Thu 7 Feb 2008
Low Percentage Mathematics
Posted at 12:08 +1100
Mathematics, the old "queen of sciences", kind of runs on accuracy. It's also eminently logical and not really that hard. So permit me to channel John Allen Paulos for a moment...
It was with a mix of horror and irony that I read David M Peterson's post on O'Reilly's XML blog today: "AWS Drops SQS Pricing By 10,000%?" (the irony comes in the first sentence of the post.)
Oh, dear. Let's see. Suppose the original cost was $1. So 10,000% of that is $100. So reducing the cost by 10,000% would mean that Amazon were now paying $99 for every $1 they were previously charging. Doesn't sounds like a particularly profitable business model. Probably not worth relying on that service to be around very long. Wait ... you mean, that's not what they're doing? Oh dear, it's Marketing Maths at work, again. :-(
So why not be accurate? They've reduced the price for 10,000 requests from USD 1 to USD 0.01. That's a 99% reduction. The new value is now 1% of the old value. Easy.
Ratios aren't symmetrical: reducing by half and then increasing by half leaves you with less than the original amount. That's mathematics. Trying to change it because you prefer symmetry gets you a choice of free admittance to the Flat Earth Society AGM or a poster about the geocentric model of the universe.
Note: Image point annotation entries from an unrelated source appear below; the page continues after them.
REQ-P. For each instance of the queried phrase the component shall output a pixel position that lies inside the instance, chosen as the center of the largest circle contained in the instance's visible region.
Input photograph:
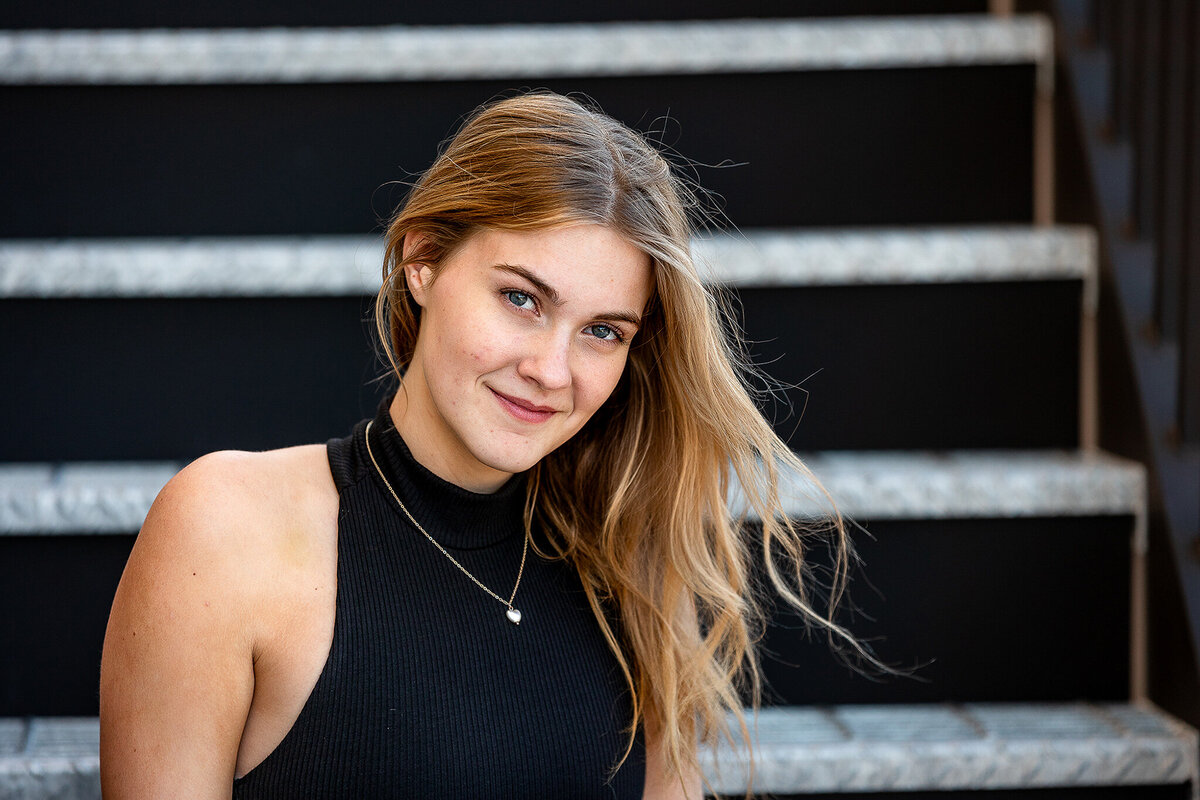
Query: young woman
(522, 577)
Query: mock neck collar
(456, 517)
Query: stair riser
(173, 379)
(870, 146)
(1005, 609)
(57, 593)
(927, 367)
(1033, 609)
(228, 13)
(937, 366)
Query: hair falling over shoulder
(640, 498)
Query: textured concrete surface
(114, 498)
(846, 749)
(943, 747)
(454, 53)
(348, 265)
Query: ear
(418, 275)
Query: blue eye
(520, 299)
(605, 332)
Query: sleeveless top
(429, 690)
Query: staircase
(186, 246)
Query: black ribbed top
(429, 689)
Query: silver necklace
(514, 614)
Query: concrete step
(949, 537)
(231, 13)
(979, 325)
(804, 750)
(973, 746)
(514, 52)
(113, 498)
(300, 131)
(351, 265)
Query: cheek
(599, 384)
(484, 347)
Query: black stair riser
(1030, 609)
(864, 148)
(57, 593)
(1027, 609)
(921, 366)
(941, 366)
(228, 13)
(173, 379)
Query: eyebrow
(555, 298)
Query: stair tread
(970, 746)
(835, 749)
(565, 49)
(351, 265)
(114, 497)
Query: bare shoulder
(214, 573)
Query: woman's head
(520, 169)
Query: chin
(516, 459)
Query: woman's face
(522, 337)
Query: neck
(426, 434)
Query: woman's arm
(177, 677)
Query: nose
(547, 360)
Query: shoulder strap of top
(345, 461)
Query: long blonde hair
(639, 499)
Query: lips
(522, 409)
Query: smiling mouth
(523, 410)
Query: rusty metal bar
(1188, 405)
(1173, 229)
(1147, 128)
(1125, 67)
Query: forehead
(581, 263)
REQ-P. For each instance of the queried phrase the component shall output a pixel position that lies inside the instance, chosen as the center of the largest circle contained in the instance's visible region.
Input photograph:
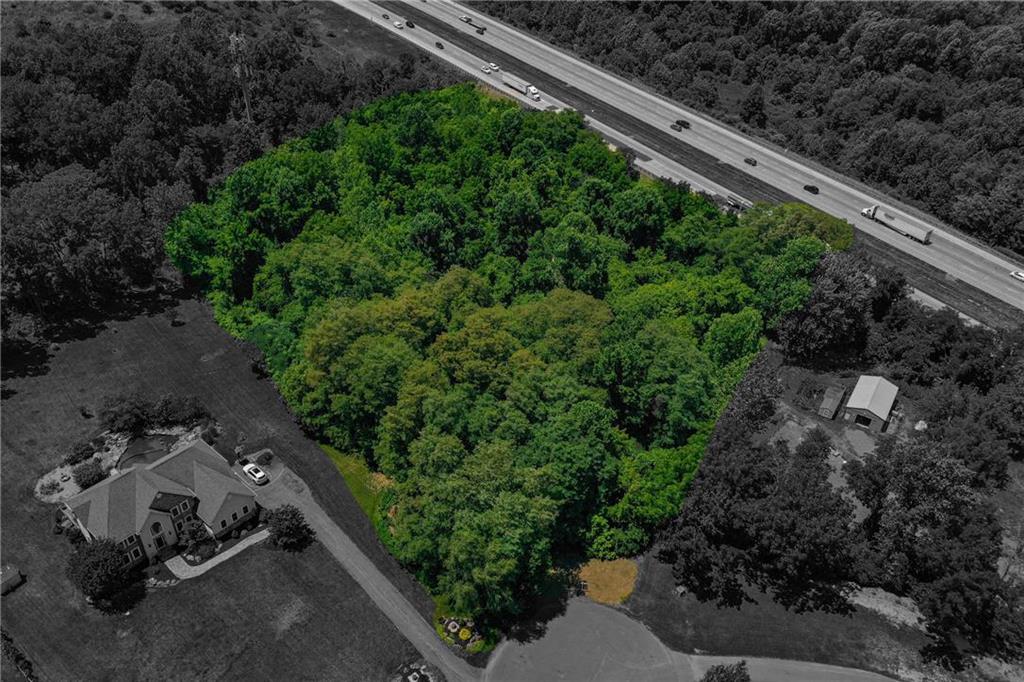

What it doesn't get you is a passing grade.
Besides, the symmetry already exists here: we use the same starting point (the original quantity) always. If something increases from $1 to $2, you don't say it increased by 50%. Similarly, it's illogical to say that something decreasing from $1 to $0.50 has been reduced by 100%. However, this seems to be a common marketing blunder amongst people wanting to show how extreme something is.
Yeah, David M Peterson doesn't deserve this grief. He having a Zippy the Pinhead ("somebody pinch me!") moment and just made a quick note on a blog. I'll admit that I'm taking a slightly cheap shot just to have a rant. Still, it's the third time in the past day or so that I've seen this nonsense and this was the only case with a URL attached. And it's my blog. Just because your government uses this kind of arithmetic to create fiscal policy, doesn't mean you're allowed to use it in computer science.
Oh, and, in passing... Amazon Web Service's price change is a pretty sweet deal.